Die New Yorker Ampeluhr: The Final Countdown?

An manchen Ampeln erscheint kurz nach dem weißen Männchen eine Zeitanzeige, die Sekunden herunterzählt. Das ist quasi das Verkehrspendant zu “whenever you’re ready” im Restaurant; beides bedeutet meistens: Jetzt aber hurtig! An der Ampel gibt es außerdem die Variante der blinkenden roten Hand. Das ist das “gelb” für Fußgänger: Achtung, gleich wird die Ampel rot.

Blinkt oder zählt es, soll man den offiziellen Regeln zufolge von der Straße herunter – aber nicht mehr noch eben schnell vom Bordstein aus losdüsen. Das allein würden sicherlich viele Menschen falsch verstehen, wenn nicht in New York sowieso alle jederzeit loslaufen, sofern die Straße ihnen frei genug erscheint. Aber die Blinkhand bzw. Ampeluhr bringt noch eine Spitzfindigkeit mit.

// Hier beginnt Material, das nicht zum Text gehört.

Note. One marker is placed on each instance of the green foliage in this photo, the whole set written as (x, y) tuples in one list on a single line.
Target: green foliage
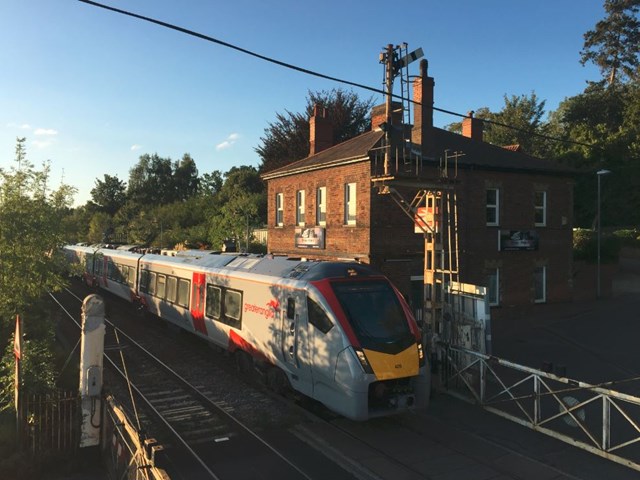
[(585, 246), (614, 44), (522, 112), (628, 237), (109, 194), (30, 235), (287, 138)]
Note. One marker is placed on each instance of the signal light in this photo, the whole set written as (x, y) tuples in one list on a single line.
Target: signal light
[(364, 363)]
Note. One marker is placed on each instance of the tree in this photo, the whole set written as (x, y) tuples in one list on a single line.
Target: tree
[(287, 138), (151, 181), (522, 112), (31, 265), (240, 206), (614, 44), (185, 176), (30, 234), (109, 194)]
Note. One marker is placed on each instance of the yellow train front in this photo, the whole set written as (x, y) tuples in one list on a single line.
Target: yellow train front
[(376, 357)]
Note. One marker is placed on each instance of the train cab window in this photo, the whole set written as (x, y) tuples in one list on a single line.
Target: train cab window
[(232, 307), (172, 287), (161, 284), (144, 281), (183, 292), (213, 301), (291, 308), (152, 283), (123, 274), (318, 317), (131, 278)]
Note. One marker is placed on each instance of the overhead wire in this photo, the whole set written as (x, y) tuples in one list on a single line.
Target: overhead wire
[(311, 72)]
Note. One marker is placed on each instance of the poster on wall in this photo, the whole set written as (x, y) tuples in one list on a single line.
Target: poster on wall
[(312, 237), (518, 240)]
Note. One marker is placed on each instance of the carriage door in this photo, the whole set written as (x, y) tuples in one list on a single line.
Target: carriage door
[(295, 345), (197, 302)]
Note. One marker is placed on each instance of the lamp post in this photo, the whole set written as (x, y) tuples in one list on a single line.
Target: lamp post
[(599, 173)]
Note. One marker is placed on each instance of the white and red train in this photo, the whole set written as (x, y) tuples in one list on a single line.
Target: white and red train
[(334, 331)]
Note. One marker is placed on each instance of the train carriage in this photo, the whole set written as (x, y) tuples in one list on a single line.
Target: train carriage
[(337, 332)]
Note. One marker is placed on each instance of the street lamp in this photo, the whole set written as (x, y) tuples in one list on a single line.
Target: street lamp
[(599, 173)]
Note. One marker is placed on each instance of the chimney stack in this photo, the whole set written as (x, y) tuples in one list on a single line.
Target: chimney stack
[(379, 115), (472, 127), (320, 131), (422, 132)]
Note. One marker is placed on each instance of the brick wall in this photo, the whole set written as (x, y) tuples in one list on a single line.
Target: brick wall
[(384, 236), (341, 241)]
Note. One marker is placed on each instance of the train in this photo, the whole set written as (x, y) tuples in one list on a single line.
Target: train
[(337, 332)]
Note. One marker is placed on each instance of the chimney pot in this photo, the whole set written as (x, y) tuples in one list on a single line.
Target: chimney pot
[(320, 130)]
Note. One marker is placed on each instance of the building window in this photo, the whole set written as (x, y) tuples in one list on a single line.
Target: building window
[(279, 209), (300, 207), (350, 204), (541, 209), (321, 206), (493, 287), (493, 206), (540, 285)]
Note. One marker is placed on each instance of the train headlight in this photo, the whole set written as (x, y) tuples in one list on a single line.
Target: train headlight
[(364, 363), (421, 360)]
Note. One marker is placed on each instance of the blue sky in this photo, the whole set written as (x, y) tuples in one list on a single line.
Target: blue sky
[(92, 90)]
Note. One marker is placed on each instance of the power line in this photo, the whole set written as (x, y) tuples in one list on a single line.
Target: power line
[(311, 72)]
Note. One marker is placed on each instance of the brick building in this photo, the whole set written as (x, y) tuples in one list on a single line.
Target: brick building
[(514, 211)]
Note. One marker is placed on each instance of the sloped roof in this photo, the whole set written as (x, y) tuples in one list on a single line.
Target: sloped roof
[(481, 155), (355, 149), (484, 155)]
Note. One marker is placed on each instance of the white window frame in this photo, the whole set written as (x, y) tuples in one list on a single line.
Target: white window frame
[(495, 207), (537, 298), (349, 203), (321, 206), (279, 209), (300, 208), (540, 208), (493, 276)]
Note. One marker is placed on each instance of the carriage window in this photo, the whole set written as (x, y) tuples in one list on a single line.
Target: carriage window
[(161, 286), (152, 283), (144, 281), (232, 305), (183, 292), (318, 317), (172, 287), (123, 274), (213, 301), (291, 308)]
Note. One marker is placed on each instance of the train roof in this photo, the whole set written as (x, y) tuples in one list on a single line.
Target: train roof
[(250, 264), (268, 265)]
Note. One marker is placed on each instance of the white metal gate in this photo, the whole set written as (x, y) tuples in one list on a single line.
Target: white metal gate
[(591, 417)]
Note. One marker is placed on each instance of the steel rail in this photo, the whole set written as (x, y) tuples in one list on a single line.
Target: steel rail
[(202, 397)]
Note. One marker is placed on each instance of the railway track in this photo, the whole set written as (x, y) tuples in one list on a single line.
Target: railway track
[(192, 418)]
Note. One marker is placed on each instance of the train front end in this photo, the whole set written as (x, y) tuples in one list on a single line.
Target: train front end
[(383, 371)]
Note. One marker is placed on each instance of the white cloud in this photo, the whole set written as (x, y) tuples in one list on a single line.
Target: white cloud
[(45, 131), (42, 143), (24, 126), (228, 143)]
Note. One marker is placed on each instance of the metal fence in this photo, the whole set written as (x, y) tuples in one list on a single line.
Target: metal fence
[(591, 417), (50, 423), (126, 454)]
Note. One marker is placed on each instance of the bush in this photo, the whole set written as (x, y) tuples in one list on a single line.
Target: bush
[(628, 237), (585, 246)]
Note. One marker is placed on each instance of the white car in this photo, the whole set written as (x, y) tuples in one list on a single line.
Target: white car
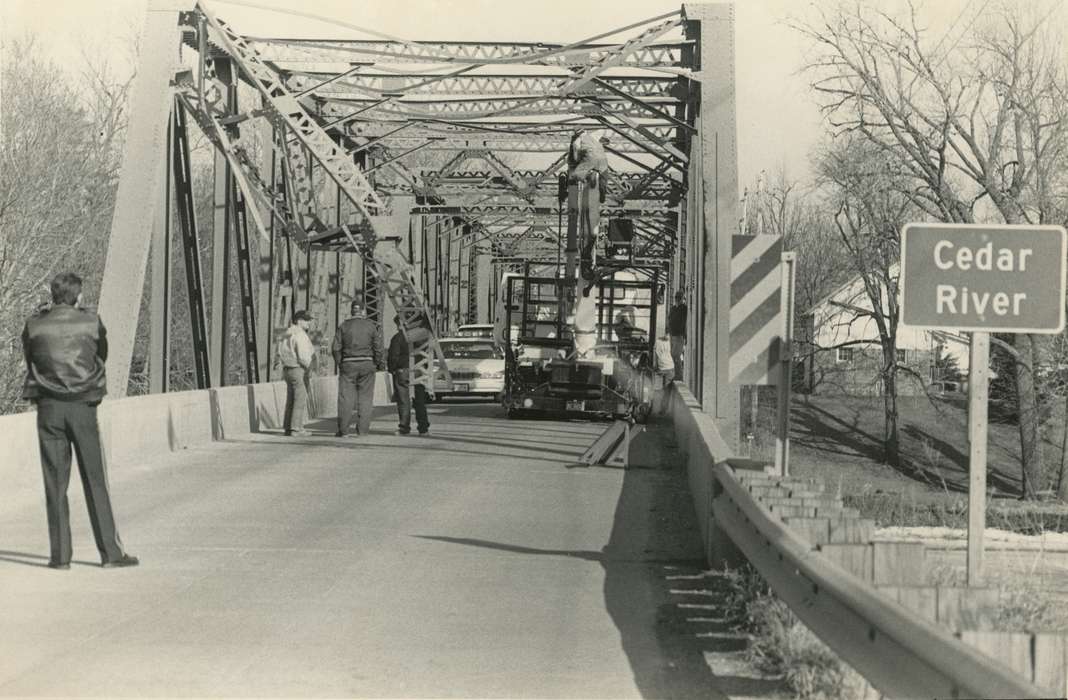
[(476, 366)]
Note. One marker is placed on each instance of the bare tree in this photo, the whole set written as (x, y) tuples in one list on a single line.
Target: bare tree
[(57, 190), (788, 208), (978, 131)]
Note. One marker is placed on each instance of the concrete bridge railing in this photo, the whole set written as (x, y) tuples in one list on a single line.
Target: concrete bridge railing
[(134, 428), (898, 650)]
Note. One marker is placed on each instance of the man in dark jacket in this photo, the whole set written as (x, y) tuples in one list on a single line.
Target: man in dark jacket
[(358, 354), (65, 348), (397, 363), (676, 328)]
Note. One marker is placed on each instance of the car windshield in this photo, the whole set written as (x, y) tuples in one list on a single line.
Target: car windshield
[(471, 351)]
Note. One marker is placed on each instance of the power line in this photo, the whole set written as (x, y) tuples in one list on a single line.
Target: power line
[(952, 26)]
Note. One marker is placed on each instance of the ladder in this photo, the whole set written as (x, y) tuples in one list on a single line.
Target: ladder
[(304, 135)]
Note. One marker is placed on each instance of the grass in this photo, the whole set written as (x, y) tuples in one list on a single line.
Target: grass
[(838, 440), (781, 644)]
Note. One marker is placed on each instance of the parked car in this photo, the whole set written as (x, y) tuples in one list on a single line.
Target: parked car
[(476, 366)]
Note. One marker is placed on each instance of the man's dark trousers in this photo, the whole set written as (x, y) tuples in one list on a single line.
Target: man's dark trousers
[(356, 388), (403, 397), (296, 399), (61, 423)]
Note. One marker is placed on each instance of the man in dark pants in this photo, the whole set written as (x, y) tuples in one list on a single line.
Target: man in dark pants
[(65, 350), (397, 363), (676, 328), (358, 354)]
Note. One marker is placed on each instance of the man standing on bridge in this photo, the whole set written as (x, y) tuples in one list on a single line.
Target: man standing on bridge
[(358, 354), (676, 328), (296, 353), (398, 364), (65, 350)]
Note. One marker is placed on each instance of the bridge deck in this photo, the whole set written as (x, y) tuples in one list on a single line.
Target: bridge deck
[(478, 561)]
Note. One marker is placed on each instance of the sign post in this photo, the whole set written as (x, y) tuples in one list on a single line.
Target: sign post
[(985, 279)]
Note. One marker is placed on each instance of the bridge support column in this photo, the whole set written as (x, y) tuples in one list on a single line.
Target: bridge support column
[(159, 305), (484, 281), (717, 185), (138, 195)]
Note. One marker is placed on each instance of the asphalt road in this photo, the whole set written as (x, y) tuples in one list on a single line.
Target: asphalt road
[(478, 561)]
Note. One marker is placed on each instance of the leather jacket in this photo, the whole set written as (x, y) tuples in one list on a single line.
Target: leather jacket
[(359, 339), (65, 351)]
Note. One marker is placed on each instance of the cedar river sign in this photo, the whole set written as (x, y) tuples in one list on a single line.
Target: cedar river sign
[(984, 278)]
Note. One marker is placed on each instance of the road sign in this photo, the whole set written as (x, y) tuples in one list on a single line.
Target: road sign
[(984, 278)]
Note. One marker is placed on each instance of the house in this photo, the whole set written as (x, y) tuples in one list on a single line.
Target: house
[(838, 350)]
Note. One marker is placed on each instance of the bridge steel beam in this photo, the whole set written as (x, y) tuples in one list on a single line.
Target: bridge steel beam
[(159, 323), (222, 219), (138, 193), (711, 25)]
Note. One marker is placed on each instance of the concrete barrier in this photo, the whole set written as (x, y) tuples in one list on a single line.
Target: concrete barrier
[(134, 428), (702, 447)]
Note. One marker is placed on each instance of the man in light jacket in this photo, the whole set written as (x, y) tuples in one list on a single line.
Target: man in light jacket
[(296, 353)]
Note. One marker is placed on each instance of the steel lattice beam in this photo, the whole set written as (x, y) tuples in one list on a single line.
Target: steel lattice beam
[(661, 55)]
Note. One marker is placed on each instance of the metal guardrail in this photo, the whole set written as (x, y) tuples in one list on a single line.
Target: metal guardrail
[(899, 653)]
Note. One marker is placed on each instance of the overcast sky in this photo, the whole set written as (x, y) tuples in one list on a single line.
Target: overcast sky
[(778, 121)]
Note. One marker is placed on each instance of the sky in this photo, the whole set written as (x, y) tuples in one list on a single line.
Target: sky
[(779, 123)]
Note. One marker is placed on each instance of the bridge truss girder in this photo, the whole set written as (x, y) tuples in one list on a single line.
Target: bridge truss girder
[(468, 140)]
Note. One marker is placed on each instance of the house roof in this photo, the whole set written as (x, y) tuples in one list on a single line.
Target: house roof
[(842, 289)]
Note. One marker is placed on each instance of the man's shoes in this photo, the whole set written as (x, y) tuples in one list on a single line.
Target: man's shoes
[(125, 560)]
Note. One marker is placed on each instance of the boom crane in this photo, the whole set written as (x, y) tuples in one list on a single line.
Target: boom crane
[(302, 135)]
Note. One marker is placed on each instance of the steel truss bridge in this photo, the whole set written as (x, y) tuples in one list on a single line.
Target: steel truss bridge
[(418, 172), (413, 171)]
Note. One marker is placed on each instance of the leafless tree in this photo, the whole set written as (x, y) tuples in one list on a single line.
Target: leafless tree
[(57, 189), (976, 125), (798, 213)]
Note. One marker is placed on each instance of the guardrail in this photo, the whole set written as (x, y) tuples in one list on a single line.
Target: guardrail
[(135, 428), (901, 654)]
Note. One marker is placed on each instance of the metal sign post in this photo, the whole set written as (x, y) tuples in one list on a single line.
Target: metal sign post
[(978, 378), (982, 278), (786, 367)]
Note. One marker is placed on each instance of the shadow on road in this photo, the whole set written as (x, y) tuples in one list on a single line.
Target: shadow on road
[(665, 606)]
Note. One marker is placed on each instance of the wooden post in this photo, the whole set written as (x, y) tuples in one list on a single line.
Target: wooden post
[(786, 367), (978, 375)]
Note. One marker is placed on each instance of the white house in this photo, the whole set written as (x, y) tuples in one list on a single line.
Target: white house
[(841, 347)]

Mitschuld für überfahrene Fußgänger

Kommt es zu einem Unfall mit Fußgängerbeteiligung, dann kommen die Autofahrer oft glimpflich oder sogar straffrei davon, selbst wenn es Todesopfer gab. Dabei sind New Yorker Statistiken zufolge Fußgänger nur in sieben bis acht Prozent der Unfälle Schuld.

Und die Ampeluhr führt ganz besonders in die Irre. New Yorker genießen nämlich nur dann Vorfahrt beim Straßeüberqueren, wenn das weiße Männchen es erlaubt. Ansonsten heißt es: selber Schuld.

Das erscheint aber vielen Leuten als ungerecht. Und deshalb soll das entsprechende Gesetz nun geändert werden: Fußgänger in New York bekämen dann auch rechtlichen Schutz, wenn die Uhr tickt oder die Hand blinkt.